About nineteen months ago, my attention was called to Christian Science by a friend whose wife had been greatly benefited by it. Prior to this time I had run the gauntlet of infidelity, theosophy, suggestive therapeutics (hypnotism), materia medica, Ralstonism (more hypnotism), and finally landed in spiritualism. But never for one moment, during twenty–five years, was I satisfied or happy. I was constantly reaching out for the Truth.

With all this dense fog surrounding me, this so–called great intelligent mortal mind constantly informed me that I was one of the favored few who possessed enough independence to stand boldly out in the light and let the deluded Christians (poor, misinformed, slavish people, thought I) live in their mirage.
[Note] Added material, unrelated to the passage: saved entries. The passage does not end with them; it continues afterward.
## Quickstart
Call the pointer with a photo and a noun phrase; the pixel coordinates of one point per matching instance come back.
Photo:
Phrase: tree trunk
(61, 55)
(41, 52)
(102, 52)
I went to a Christian Scientist, with all the assurance and pride of one who knows all that is worth knowing of spiritual things, and my shell had grown so hard, that it required fully six months of her most faithful work to crack it, so to speak, and let in the light. It was at this point that I commenced to get faint glimpses of Truth. And oh, what a terrific fall for mortal mind! All the dear isms and theories of the past totally destroyed! And what a terrible summing up! There I stood, healed of blindness since infancy, blindness to all that constitutes true manhood. There I was, on the holy threshold of Christian Science, seemingly without a prop to lean upon, the false foundation cut out from under me. I was degraded—morally, mentally, physically. I had suffered great torture for twenty–five years, with eczema, catarrh, and scrofulous acne, with variations of severe dysentery in summer and headache in winter. I drank liquor and used tobacco all this time, until there were few intoxicating drinks or varieties of tobacco that I had not used. Lust, hatred, and malice held high carnival with me, and I lost friends and everything else worth having, except my dear wife, and had it not been for Christian Science, she, too, would have gone from me, either to another plane of thought, or to live apart on this plane.